Farid Essebar, 18, of Morocco - codename Diablo - allegedly wrote both worms, FBI and Microsoft officials said in a conference call Friday. The other man arrested was Atilla Ekici, 21, of Morocco - codename Coder - with whom Essebar had a financial relationship.
"We believe there was financial gain on the part of the Moroccan with regards to writing of the code," said Louis Reigel, FBI Cyber Division assistant director.
Zotob, released earlier this month, targeted vulnerable Windows 2000 computers. A variant of it shut down systems at several major media outlets worldwide, including CNN, ABC and the New York Times.
Brad Smith, Microsoft general counsel, said the suspects are believed to have been involved in the Mytob worm from earlier this year as well as Arbot.
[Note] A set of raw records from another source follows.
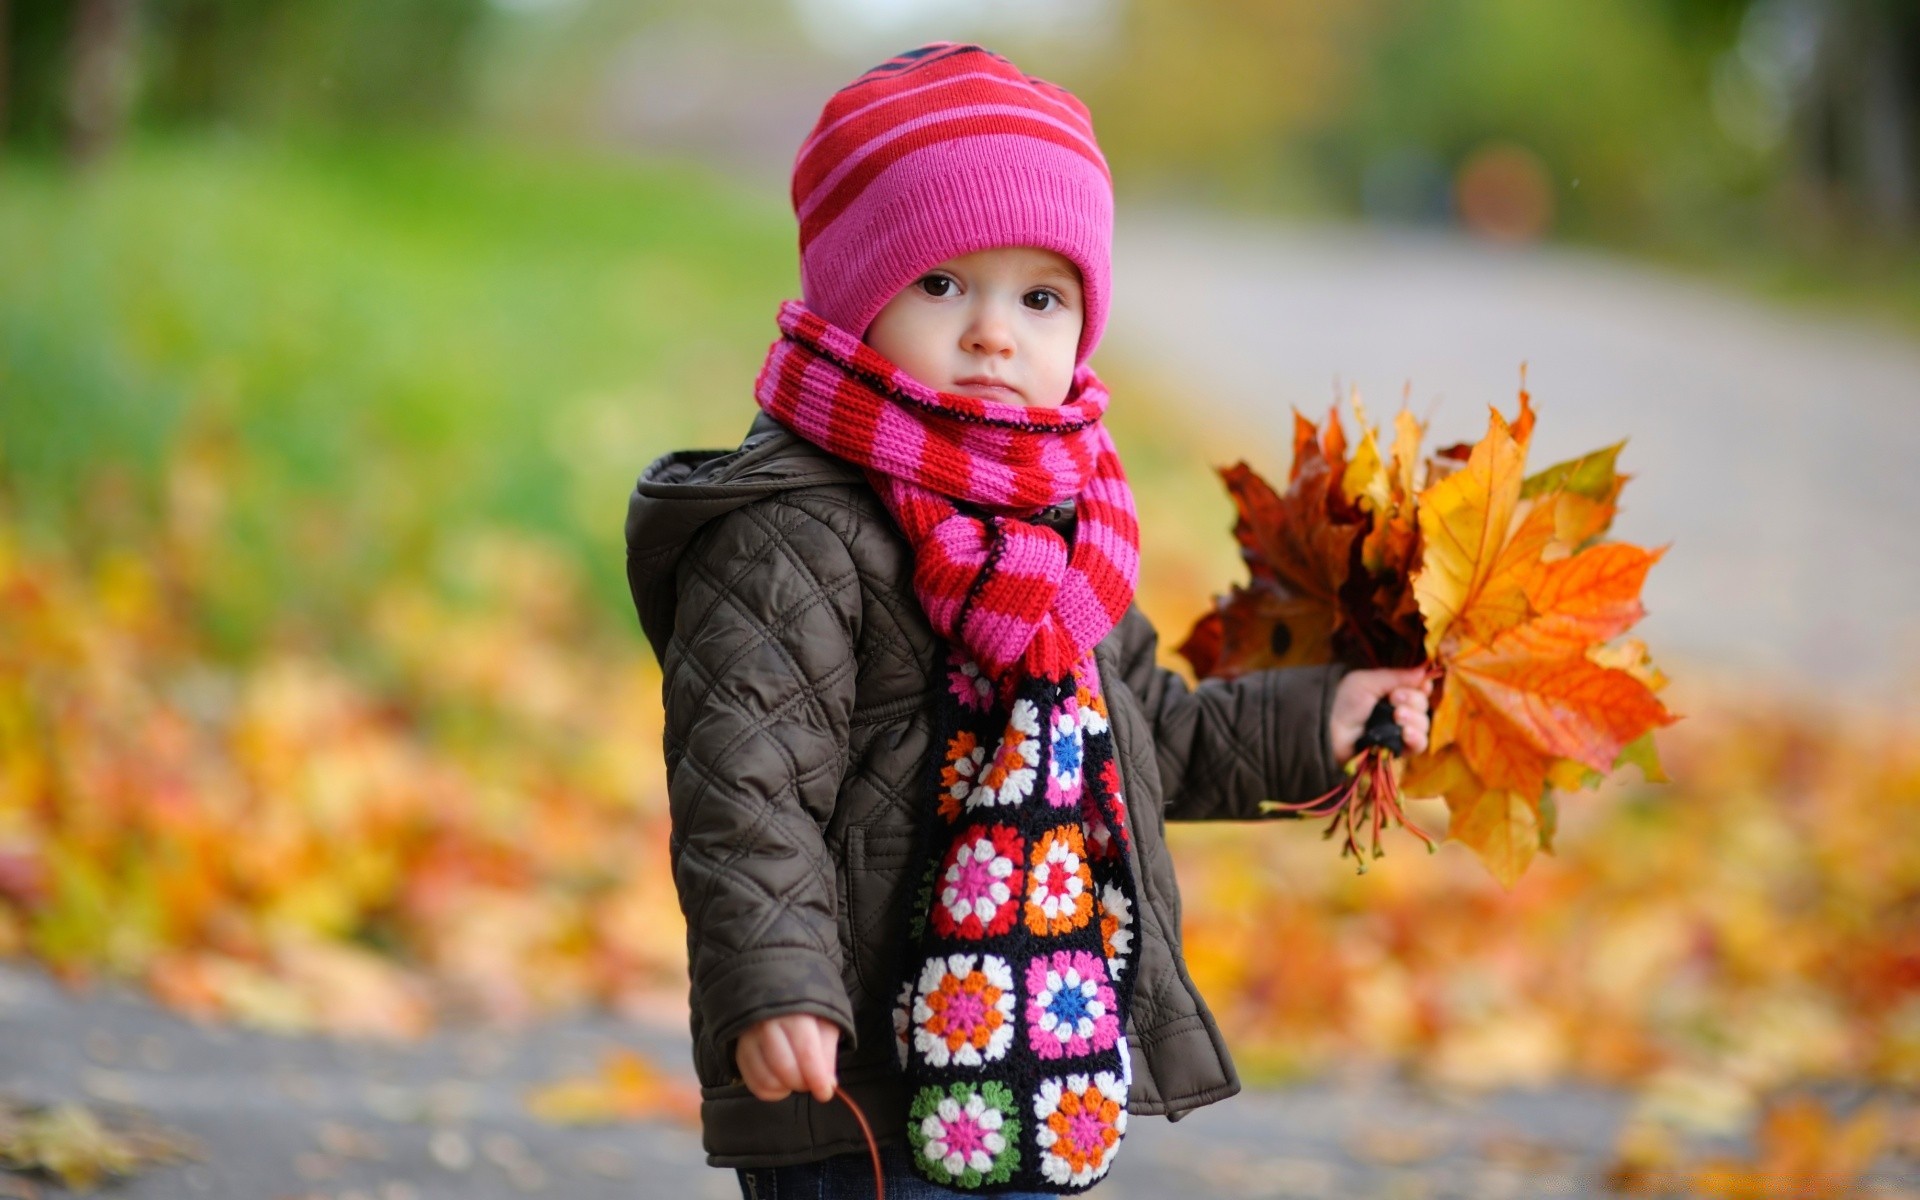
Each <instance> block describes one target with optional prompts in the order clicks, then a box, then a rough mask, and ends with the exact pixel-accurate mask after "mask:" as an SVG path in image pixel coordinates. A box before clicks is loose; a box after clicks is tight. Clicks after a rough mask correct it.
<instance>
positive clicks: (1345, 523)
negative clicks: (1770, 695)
mask: <svg viewBox="0 0 1920 1200" xmlns="http://www.w3.org/2000/svg"><path fill="white" fill-rule="evenodd" d="M1352 403H1354V415H1356V419H1357V422H1359V440H1357V444H1356V445H1354V447H1352V453H1350V451H1348V440H1346V430H1344V428H1342V424H1340V413H1338V405H1334V409H1331V411H1329V415H1327V422H1325V426H1315V424H1313V422H1311V420H1308V419H1306V417H1302V415H1300V413H1298V411H1296V413H1294V463H1292V472H1290V478H1288V484H1286V490H1284V492H1277V490H1275V488H1273V486H1269V484H1267V482H1265V480H1263V478H1260V474H1256V472H1254V470H1252V468H1250V467H1246V463H1238V465H1235V467H1225V468H1221V476H1223V478H1225V482H1227V490H1229V493H1231V495H1233V499H1235V505H1236V509H1238V520H1236V522H1235V538H1236V540H1238V543H1240V553H1242V557H1244V561H1246V564H1248V572H1250V576H1252V580H1250V582H1248V584H1246V586H1235V588H1233V591H1231V593H1229V595H1225V597H1217V599H1215V605H1213V611H1212V612H1208V614H1204V616H1202V618H1200V620H1198V622H1196V624H1194V628H1192V632H1190V634H1188V637H1187V641H1185V643H1183V645H1181V647H1179V653H1181V655H1185V657H1187V660H1188V662H1190V664H1192V668H1194V672H1196V674H1198V676H1200V678H1212V676H1217V678H1231V676H1235V674H1240V672H1246V670H1256V668H1265V666H1296V664H1309V662H1327V660H1334V659H1338V660H1344V662H1350V664H1354V666H1421V664H1427V666H1428V670H1430V672H1434V678H1436V684H1434V705H1432V728H1430V735H1428V745H1427V749H1425V751H1421V753H1419V755H1415V756H1411V758H1405V760H1402V758H1398V756H1396V751H1402V749H1404V747H1402V745H1400V739H1398V728H1396V726H1392V716H1390V712H1388V714H1382V712H1379V710H1377V718H1384V728H1380V730H1379V732H1377V724H1373V722H1371V724H1369V732H1367V735H1363V737H1361V745H1363V747H1365V749H1363V751H1361V753H1359V755H1356V756H1354V758H1352V760H1350V762H1348V764H1346V776H1348V778H1346V781H1342V783H1340V785H1338V787H1336V789H1334V791H1331V793H1327V795H1323V797H1315V799H1311V801H1304V803H1298V804H1277V803H1269V804H1265V806H1263V808H1267V810H1290V812H1304V814H1327V812H1331V814H1332V822H1331V824H1329V826H1327V837H1332V833H1334V829H1340V828H1342V826H1344V829H1346V845H1342V849H1340V854H1342V856H1346V854H1354V858H1356V860H1357V864H1359V870H1361V872H1365V870H1367V856H1365V854H1363V852H1361V845H1359V839H1361V833H1363V831H1367V829H1371V852H1373V856H1375V858H1379V856H1380V854H1382V852H1384V851H1382V849H1380V829H1382V826H1390V824H1400V826H1404V828H1407V829H1409V831H1413V833H1415V835H1419V837H1421V841H1423V843H1427V849H1428V852H1430V851H1434V849H1436V847H1434V843H1432V837H1428V835H1427V831H1423V829H1421V828H1419V826H1413V824H1407V822H1405V814H1404V812H1402V808H1400V797H1402V795H1409V797H1444V799H1446V804H1448V812H1450V824H1448V837H1450V839H1452V841H1459V843H1465V845H1467V847H1469V849H1473V851H1475V852H1476V854H1478V856H1480V862H1484V864H1486V868H1488V870H1490V872H1492V874H1494V877H1498V879H1500V881H1501V885H1507V887H1511V885H1513V881H1515V879H1519V877H1521V874H1523V872H1524V870H1526V866H1528V862H1532V856H1534V852H1536V851H1542V849H1544V851H1548V852H1551V851H1553V828H1555V822H1557V810H1555V801H1553V793H1555V791H1565V793H1571V791H1578V789H1584V787H1597V785H1599V783H1601V781H1603V780H1605V776H1607V774H1609V772H1611V770H1615V768H1619V766H1620V764H1624V762H1634V764H1636V766H1640V770H1642V774H1644V776H1645V778H1647V780H1649V781H1665V774H1663V772H1661V766H1659V758H1657V755H1655V747H1653V730H1655V728H1659V726H1665V724H1670V722H1674V720H1676V716H1674V714H1672V712H1668V710H1667V707H1665V705H1661V701H1659V697H1657V695H1655V693H1657V691H1659V689H1661V687H1663V685H1665V684H1667V680H1665V676H1663V674H1661V672H1659V670H1657V668H1655V666H1653V662H1651V659H1649V657H1647V649H1645V645H1644V643H1640V641H1638V639H1620V634H1624V632H1626V628H1628V626H1632V624H1634V622H1636V620H1640V616H1644V612H1645V611H1644V609H1642V605H1640V588H1642V584H1644V582H1645V574H1647V568H1649V566H1653V563H1657V561H1659V557H1661V555H1663V553H1665V551H1667V547H1659V549H1653V551H1649V549H1642V547H1638V545H1626V543H1622V541H1609V540H1605V534H1607V528H1609V524H1611V522H1613V513H1615V507H1617V503H1619V495H1620V486H1622V484H1624V482H1626V480H1628V478H1630V476H1626V474H1620V472H1617V470H1615V459H1617V457H1619V453H1620V447H1622V445H1624V442H1622V444H1615V445H1609V447H1605V449H1597V451H1594V453H1588V455H1582V457H1578V459H1572V461H1567V463H1559V465H1553V467H1548V468H1544V470H1538V472H1534V474H1526V445H1528V440H1530V436H1532V428H1534V411H1532V407H1530V399H1528V394H1526V390H1524V386H1523V390H1521V409H1519V415H1517V417H1515V419H1513V420H1511V422H1509V420H1507V419H1503V417H1501V415H1500V411H1498V409H1494V407H1488V428H1486V436H1484V438H1480V442H1476V444H1473V445H1467V444H1459V445H1450V447H1444V449H1438V451H1434V453H1432V455H1428V457H1425V459H1423V457H1421V438H1423V434H1425V426H1423V424H1421V422H1419V420H1415V417H1413V415H1411V413H1409V411H1405V409H1402V411H1400V413H1398V417H1396V419H1394V438H1392V445H1390V449H1388V453H1382V449H1380V445H1382V442H1380V434H1379V430H1375V428H1373V426H1369V424H1367V415H1365V409H1363V407H1361V405H1359V399H1357V397H1354V401H1352Z"/></svg>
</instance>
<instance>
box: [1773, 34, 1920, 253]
mask: <svg viewBox="0 0 1920 1200" xmlns="http://www.w3.org/2000/svg"><path fill="white" fill-rule="evenodd" d="M1755 8H1757V10H1768V12H1770V13H1778V17H1776V19H1789V21H1799V23H1801V38H1805V42H1807V46H1805V50H1801V56H1803V58H1801V61H1803V63H1805V69H1803V73H1801V77H1799V79H1797V81H1795V83H1797V88H1795V113H1793V144H1795V171H1797V175H1799V179H1801V182H1803V184H1805V186H1803V194H1807V196H1809V198H1811V200H1812V204H1814V205H1816V209H1822V215H1824V217H1828V219H1830V221H1839V223H1843V225H1855V227H1860V228H1866V230H1868V232H1872V234H1880V236H1893V238H1905V236H1910V234H1914V232H1916V230H1920V6H1914V4H1912V0H1826V2H1824V4H1812V2H1809V0H1799V2H1797V4H1784V2H1782V0H1761V4H1757V6H1755ZM1780 10H1786V12H1780Z"/></svg>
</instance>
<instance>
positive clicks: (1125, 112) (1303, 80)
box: [1062, 0, 1392, 200]
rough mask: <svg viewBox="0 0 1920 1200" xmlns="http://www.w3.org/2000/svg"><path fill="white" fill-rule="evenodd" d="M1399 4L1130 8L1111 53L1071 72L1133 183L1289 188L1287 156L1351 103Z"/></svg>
mask: <svg viewBox="0 0 1920 1200" xmlns="http://www.w3.org/2000/svg"><path fill="white" fill-rule="evenodd" d="M1390 6H1392V0H1350V2H1344V4H1323V2H1321V0H1133V2H1131V4H1125V6H1123V8H1121V12H1119V17H1117V25H1116V31H1114V38H1112V46H1114V48H1112V52H1110V54H1106V56H1102V58H1100V60H1096V61H1092V63H1091V65H1089V67H1087V69H1083V71H1071V69H1069V71H1068V73H1064V75H1062V81H1064V83H1069V84H1073V86H1077V90H1079V92H1081V94H1083V96H1085V100H1087V104H1089V106H1091V108H1092V111H1094V117H1096V123H1098V129H1100V144H1102V146H1104V148H1106V152H1108V157H1110V159H1112V161H1114V165H1116V169H1117V171H1119V173H1121V175H1125V177H1131V179H1133V180H1135V182H1139V180H1152V182H1156V184H1179V186H1185V188H1198V190H1206V192H1213V194H1225V196H1236V198H1242V200H1271V198H1273V196H1275V192H1277V190H1279V192H1284V190H1286V186H1288V177H1286V167H1288V159H1286V150H1288V146H1292V144H1296V142H1298V140H1300V138H1302V136H1304V134H1306V132H1311V131H1315V129H1323V127H1327V125H1329V123H1332V121H1334V119H1336V117H1338V113H1340V111H1342V108H1344V106H1348V104H1350V102H1352V98H1354V83H1356V75H1357V73H1359V71H1361V69H1363V65H1365V60H1367V48H1369V42H1371V40H1373V38H1375V36H1377V35H1379V25H1380V17H1382V15H1384V12H1386V10H1388V8H1390Z"/></svg>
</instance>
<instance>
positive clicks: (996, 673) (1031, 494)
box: [755, 300, 1140, 693]
mask: <svg viewBox="0 0 1920 1200" xmlns="http://www.w3.org/2000/svg"><path fill="white" fill-rule="evenodd" d="M780 332H781V338H780V340H778V342H774V346H772V349H770V351H768V355H766V365H764V367H760V376H758V380H756V382H755V397H756V399H758V401H760V407H762V409H766V411H768V413H770V415H772V417H774V419H776V420H780V422H781V424H785V426H787V428H791V430H795V432H797V434H801V436H803V438H806V440H808V442H812V444H816V445H820V447H822V449H828V451H829V453H833V455H837V457H841V459H847V461H851V463H856V465H858V467H862V468H866V474H868V478H870V480H872V484H874V490H876V492H879V497H881V501H883V503H885V505H887V511H889V513H891V515H893V518H895V522H897V524H899V526H900V530H902V532H904V534H906V540H908V541H910V543H912V547H914V591H916V595H918V597H920V605H922V609H925V614H927V620H929V622H931V624H933V628H935V630H937V632H939V634H941V636H943V637H947V639H948V641H956V643H960V645H964V647H966V649H968V653H970V655H972V659H973V660H975V662H977V664H979V670H981V672H985V674H987V676H991V678H993V680H996V682H998V684H1000V687H1002V691H1004V693H1010V691H1012V687H1014V684H1018V680H1020V678H1023V676H1039V678H1046V680H1062V678H1066V676H1068V672H1069V668H1071V666H1073V664H1075V662H1077V660H1079V659H1081V655H1083V653H1087V651H1089V649H1092V645H1094V643H1096V641H1100V639H1102V637H1104V636H1106V634H1108V632H1110V630H1112V628H1114V626H1116V624H1119V618H1121V616H1123V614H1125V611H1127V605H1129V603H1131V601H1133V589H1135V582H1137V580H1139V568H1140V526H1139V520H1135V513H1133V492H1131V490H1129V488H1127V476H1125V474H1123V472H1121V467H1119V455H1117V453H1116V451H1114V440H1112V438H1110V436H1108V432H1106V426H1104V424H1102V422H1100V417H1102V415H1104V413H1106V403H1108V394H1106V388H1104V386H1102V384H1100V380H1098V376H1094V372H1092V369H1091V367H1079V369H1077V371H1075V374H1073V384H1071V388H1069V392H1068V399H1066V403H1062V405H1060V407H1052V409H1050V407H1029V405H1018V403H1004V401H993V399H977V397H972V396H956V394H952V392H935V390H933V388H927V386H925V384H922V382H918V380H916V378H912V376H908V374H906V372H904V371H900V369H899V367H895V365H893V363H889V361H887V359H885V357H881V355H879V353H877V351H874V349H872V348H870V346H866V344H864V342H860V340H858V338H856V336H852V334H849V332H847V330H843V328H839V326H835V324H831V323H828V321H824V319H822V317H820V315H818V313H814V311H810V309H808V307H806V305H803V303H799V301H793V300H789V301H787V303H783V305H780ZM1069 497H1071V499H1073V501H1075V511H1077V528H1075V536H1073V545H1071V547H1069V545H1068V541H1066V540H1064V538H1062V536H1060V534H1058V532H1054V530H1050V528H1046V526H1043V524H1033V522H1027V520H1018V518H1020V516H1031V515H1033V513H1037V511H1039V509H1043V507H1046V505H1056V503H1062V501H1066V499H1069ZM956 501H960V503H966V505H973V507H977V509H981V511H985V516H973V515H970V513H964V511H962V509H960V507H958V505H956Z"/></svg>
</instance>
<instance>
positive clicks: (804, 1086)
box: [733, 1012, 839, 1104]
mask: <svg viewBox="0 0 1920 1200" xmlns="http://www.w3.org/2000/svg"><path fill="white" fill-rule="evenodd" d="M837 1048H839V1025H835V1023H833V1021H829V1020H826V1018H816V1016H814V1014H810V1012H795V1014H789V1016H783V1018H768V1020H764V1021H760V1023H758V1025H751V1027H749V1029H747V1033H741V1035H739V1043H735V1046H733V1062H735V1064H737V1066H739V1077H741V1079H745V1081H747V1091H751V1092H753V1094H755V1096H756V1098H760V1100H780V1098H781V1096H787V1094H789V1092H812V1094H814V1100H820V1102H822V1104H826V1102H828V1100H831V1098H833V1085H835V1083H837V1073H835V1069H833V1052H835V1050H837Z"/></svg>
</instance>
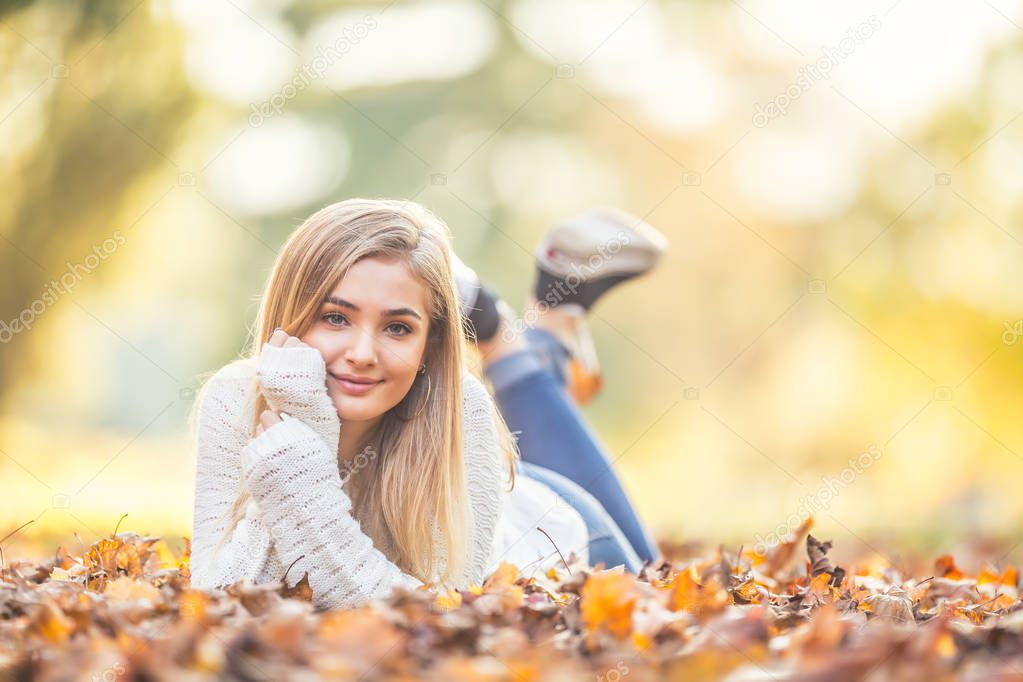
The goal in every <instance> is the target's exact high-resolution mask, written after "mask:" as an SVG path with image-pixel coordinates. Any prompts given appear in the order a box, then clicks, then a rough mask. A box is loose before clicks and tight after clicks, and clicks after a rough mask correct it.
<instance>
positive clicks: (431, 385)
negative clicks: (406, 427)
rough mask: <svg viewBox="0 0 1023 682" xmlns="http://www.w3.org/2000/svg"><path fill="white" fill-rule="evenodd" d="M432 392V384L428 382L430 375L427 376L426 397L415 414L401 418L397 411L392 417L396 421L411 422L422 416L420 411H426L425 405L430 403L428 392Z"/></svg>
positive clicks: (430, 382)
mask: <svg viewBox="0 0 1023 682" xmlns="http://www.w3.org/2000/svg"><path fill="white" fill-rule="evenodd" d="M417 373H418V372H417ZM432 390H433V382H432V381H431V380H430V374H427V397H426V398H425V399H424V401H422V404H421V405H419V409H418V410H416V411H415V414H413V415H412V416H410V417H403V416H401V415H400V414H398V410H395V411H394V416H396V417H398V419H400V420H401V421H405V422H408V421H412V420H413V419H416V418H418V416H419V415H420V414H422V410H425V409H427V403H429V402H430V392H431V391H432Z"/></svg>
Microsoft's Internet Crime Investigations Team was able to glean information about the source of the attacks by dissecting the worms, Smith said. Microsoft shared that information with the FBI, which then shared the data with Moroccan and Turkish authorities.
"This case happened very quickly," Reigel said. "We had one week into the investigation and were successful because of our international relationships - particularly in Turkey and Morocco - and with support from Microsoft."
Reigel did not know what specific charges the suspects face. The case remains under investigation both in the U.S. and internationally, he said.
Smith said the quick arrest illustrates the progress in international cooperation in tracking down cybercriminals.
"Clearly this kind of public-private collaboration is a model," he said.